In theory, the ratings agencies protect investors from risky instruments – say, from securities which are backed by thousands of worthless mortgages given to people with 450 credit scores. But for two reasons they failed. One, their commissions come from the same banks, mortgage clearinghouses, and other financial interests that create the securities in question. How reliable is Moody's opinion about the new GE corporate bonds when GE has paid Moody's (handsomely) to tell you it's great? Second, there is plain old bad judgment involved as well. Having long since gone native on Wall Street, the ratings agencies may honestly have believed that all those "AAA" mortgage-backed securities were sound investments with almost no downside. Think of it as a market-driven Stockholm syndrome.

The biggest problem here is the total lack of restraint in their poor judgment. They could have started out at BBB+ or Aa ("Let's see if this can be profitable for a couple of years before we declare these great long-term investments") and enforced some sanity on the market, but…that's not what their clients wanted. The difference between AAA and Aa is vast in terms of the cost of borrowing money, prices on the open market, and so on. So mountains of this crap was pushed onto the market with AAA ratings – and remember, AAA is supposed to mean "same as cash." No risk. None. Treasury bond-safe.

Accordingly, tens of thousands of well-intentioned but amateurish investors did what responsible people are encouraged to do: they invested their money conservatively, investing in securities that offered a nice return with no risk. How's the 401(k) looking now?

Thomas Friedman wrote something incredible about this phenomenon in 1995 – and yes, I'm perfectly willing to go back 15 years to hold him accountable. It's the typical Friedman leg-humping about the glory of the free market, about how Moody's was going to do for all of us what no political system had the balls (or smarts) to do. It would serve as the worldwide arbiter of the soundness of government-issued debt, wielding immense influence over not only the bond market but the financial success of governments all around the world. Get on the "globalization"/World Bank/Borders Are So 20th Century bandwagon and be rewarded with an AAA rating; persist in those silly second-wave institutions like regulatory agencies and Moody's will body-slam you down to C. That'll learn 'em.

In the typical style of economic conservatives, Friedman's fairy tale proceeds from the assumption that Moody's is reliable. That Moody's is honest and unbiased. That Moody's isn't subject to pressure by the people who pay its bills. That Moody's fundamentally has some idea what in the fuck it's talking about. Let any of these "ifs" creep into the picture and suddenly the tale of Moody's: World Police seems about as convincing as the average Friedman fantasy.

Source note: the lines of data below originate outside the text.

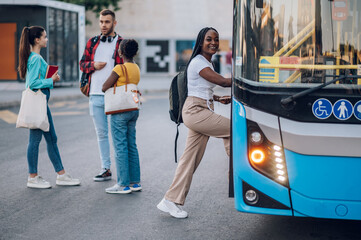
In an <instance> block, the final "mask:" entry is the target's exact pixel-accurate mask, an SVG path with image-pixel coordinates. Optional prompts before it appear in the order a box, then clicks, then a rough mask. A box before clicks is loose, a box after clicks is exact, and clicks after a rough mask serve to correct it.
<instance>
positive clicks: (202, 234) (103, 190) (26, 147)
mask: <svg viewBox="0 0 361 240" xmlns="http://www.w3.org/2000/svg"><path fill="white" fill-rule="evenodd" d="M167 101H168V96H167V93H165V92H160V93H157V94H155V93H154V94H152V95H150V94H149V95H146V96H144V104H143V109H142V110H141V114H140V117H139V120H138V123H137V143H138V148H139V153H140V158H141V174H142V186H143V191H142V192H139V193H131V194H126V195H112V194H106V193H105V191H104V190H105V188H107V187H109V186H112V185H113V184H115V177H113V180H111V181H110V182H101V183H96V182H93V181H92V178H93V176H94V175H96V174H97V173H98V171H99V170H100V159H99V154H98V148H97V140H96V136H95V132H94V128H93V123H92V120H91V118H90V117H89V114H88V103H87V99H86V98H81V99H78V100H70V101H62V102H55V103H52V104H51V109H52V113H53V118H54V122H55V127H56V131H57V135H58V144H59V149H60V154H61V156H62V159H63V164H64V166H65V169H66V171H68V172H69V173H71V174H72V175H73V176H74V177H79V178H81V179H82V184H81V186H79V187H60V186H55V178H56V174H55V173H54V171H53V167H52V165H51V163H50V160H49V159H48V156H47V153H46V144H45V141H44V140H43V141H42V143H41V146H40V153H39V173H40V174H41V175H42V176H43V177H44V178H45V179H47V180H48V181H50V182H51V184H52V185H53V188H52V189H45V190H39V189H29V188H27V187H26V180H27V160H26V148H27V142H28V130H26V129H15V124H14V123H12V122H13V121H14V117H16V113H17V112H18V109H17V108H11V109H6V110H2V111H0V143H1V144H0V169H1V172H2V174H1V175H0V192H1V194H0V239H59V240H63V239H293V240H298V239H361V230H360V229H361V228H360V227H361V222H360V221H340V220H325V219H311V218H292V217H280V216H267V215H254V214H245V213H240V212H237V211H236V210H235V209H234V203H233V199H230V198H228V159H227V157H226V154H225V151H224V149H223V143H222V140H220V139H210V141H209V143H208V147H207V150H206V154H205V156H204V158H203V161H202V163H201V164H200V167H199V169H198V170H197V172H196V173H195V176H194V178H193V183H192V186H191V190H190V193H189V195H188V198H187V201H186V204H185V207H184V209H185V210H186V211H188V213H189V217H188V218H187V219H181V220H179V219H175V218H172V217H170V216H169V215H167V214H164V213H162V212H160V211H159V210H158V209H157V208H156V205H157V204H158V202H159V201H160V200H161V199H162V197H163V195H164V193H165V191H166V190H167V188H168V187H169V185H170V183H171V181H172V178H173V174H174V171H175V168H176V164H175V163H174V155H173V143H174V136H175V132H176V127H175V124H174V123H172V122H171V121H170V120H169V116H168V102H167ZM216 112H221V113H222V114H224V115H227V114H228V112H229V106H226V107H224V106H222V105H220V104H216ZM186 132H187V129H186V128H185V127H184V126H182V127H181V133H180V138H179V145H178V147H179V152H182V150H183V149H184V143H185V138H186ZM112 163H113V166H112V170H113V173H114V174H115V173H116V171H115V167H114V166H115V164H114V160H113V159H112Z"/></svg>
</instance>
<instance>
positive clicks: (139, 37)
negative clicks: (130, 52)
mask: <svg viewBox="0 0 361 240" xmlns="http://www.w3.org/2000/svg"><path fill="white" fill-rule="evenodd" d="M119 7H120V8H121V10H119V11H117V12H116V19H117V25H116V28H115V31H116V32H117V33H119V34H120V35H121V36H122V37H123V38H134V39H137V40H138V42H139V44H140V50H139V55H138V59H137V62H138V63H139V65H140V68H141V73H142V74H147V75H159V74H161V75H173V74H175V73H176V72H177V71H179V69H180V68H181V67H182V66H184V64H185V63H186V62H187V61H188V59H189V57H190V54H191V52H192V48H193V45H194V42H195V39H196V37H197V34H198V32H199V30H200V29H202V28H203V27H214V28H215V29H217V31H218V32H219V34H220V40H221V42H220V53H219V54H220V55H221V56H222V59H224V58H223V57H224V56H225V55H226V53H227V51H229V50H230V46H231V39H232V23H233V20H232V18H233V12H232V11H233V10H232V9H233V1H232V0H222V1H219V0H196V1H195V0H182V1H179V0H122V1H121V2H120V3H119ZM86 14H87V18H88V19H89V20H90V21H91V22H92V25H88V26H86V36H87V39H88V38H90V37H92V36H94V35H97V34H99V33H100V31H99V25H98V18H97V17H96V15H95V14H94V13H92V12H87V13H86ZM222 63H224V61H222ZM221 65H222V67H221V71H224V70H225V69H226V68H225V67H224V65H225V64H221Z"/></svg>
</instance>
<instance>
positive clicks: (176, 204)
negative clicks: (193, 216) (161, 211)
mask: <svg viewBox="0 0 361 240" xmlns="http://www.w3.org/2000/svg"><path fill="white" fill-rule="evenodd" d="M157 208H158V209H159V210H161V211H163V212H166V213H169V214H170V215H171V216H172V217H175V218H186V217H188V213H187V212H186V211H184V210H183V209H182V208H181V207H180V206H178V205H177V204H175V203H174V202H171V201H168V200H167V199H165V198H163V199H162V201H160V203H159V204H158V205H157Z"/></svg>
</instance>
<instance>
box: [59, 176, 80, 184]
mask: <svg viewBox="0 0 361 240" xmlns="http://www.w3.org/2000/svg"><path fill="white" fill-rule="evenodd" d="M56 185H60V186H77V185H80V180H79V179H76V178H72V177H71V176H70V175H69V174H67V173H64V174H63V175H59V174H58V176H57V177H56Z"/></svg>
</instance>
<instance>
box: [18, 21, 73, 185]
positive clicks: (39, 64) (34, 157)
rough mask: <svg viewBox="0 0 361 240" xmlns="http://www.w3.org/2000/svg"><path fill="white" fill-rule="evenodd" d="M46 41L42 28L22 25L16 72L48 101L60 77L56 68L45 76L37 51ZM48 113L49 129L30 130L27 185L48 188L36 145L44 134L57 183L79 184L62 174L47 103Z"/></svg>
mask: <svg viewBox="0 0 361 240" xmlns="http://www.w3.org/2000/svg"><path fill="white" fill-rule="evenodd" d="M47 42H48V37H47V35H46V31H45V29H44V28H43V27H40V26H33V27H24V29H23V31H22V34H21V38H20V47H19V74H20V77H21V78H22V79H24V78H25V80H26V81H25V86H26V88H28V87H29V88H30V89H31V90H36V91H37V90H41V91H42V92H43V93H44V94H45V95H46V98H47V100H49V97H50V88H53V84H54V82H57V81H59V80H60V77H59V75H58V71H56V72H55V73H54V74H53V76H52V77H51V78H47V79H45V74H46V70H47V67H48V64H47V63H46V62H45V60H44V59H43V58H42V56H41V55H40V50H41V48H45V47H46V45H47ZM47 115H48V120H49V125H50V127H49V132H44V131H43V130H41V129H30V135H29V145H28V152H27V158H28V166H29V177H28V182H27V186H28V187H30V188H51V185H50V183H49V182H47V181H45V180H44V179H43V178H42V177H41V176H39V175H38V155H39V144H40V141H41V138H42V136H43V135H44V138H45V140H46V144H47V150H48V155H49V158H50V160H51V162H52V164H53V166H54V169H55V172H57V174H58V175H57V178H56V184H57V185H68V186H74V185H80V180H79V179H74V178H72V177H71V176H70V175H69V174H67V173H65V170H64V167H63V164H62V161H61V158H60V154H59V150H58V145H57V137H56V133H55V129H54V123H53V120H52V117H51V112H50V109H49V107H48V106H47Z"/></svg>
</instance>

The failure of government regulation and the (alleged) vast responsibility of individual borrowers has been covered extensively. The failure of complete, transparent information – and in fact the widespread dissemenation of dangerously inaccurate information about the level of risk inherent in these financial instruments – completes the What Went Wrong trilogy. Thus far it has been the Godfather III in the recession box set and, for all the Obama administration is doing and proposing to do about the crisis, we have heard precious little about what may in fact be the biggest problem. If people can't do right by following what is officially sanctioned as a sound investment strategy, then the stock/bond markets become indistinguishable from roulette and three-card Monte.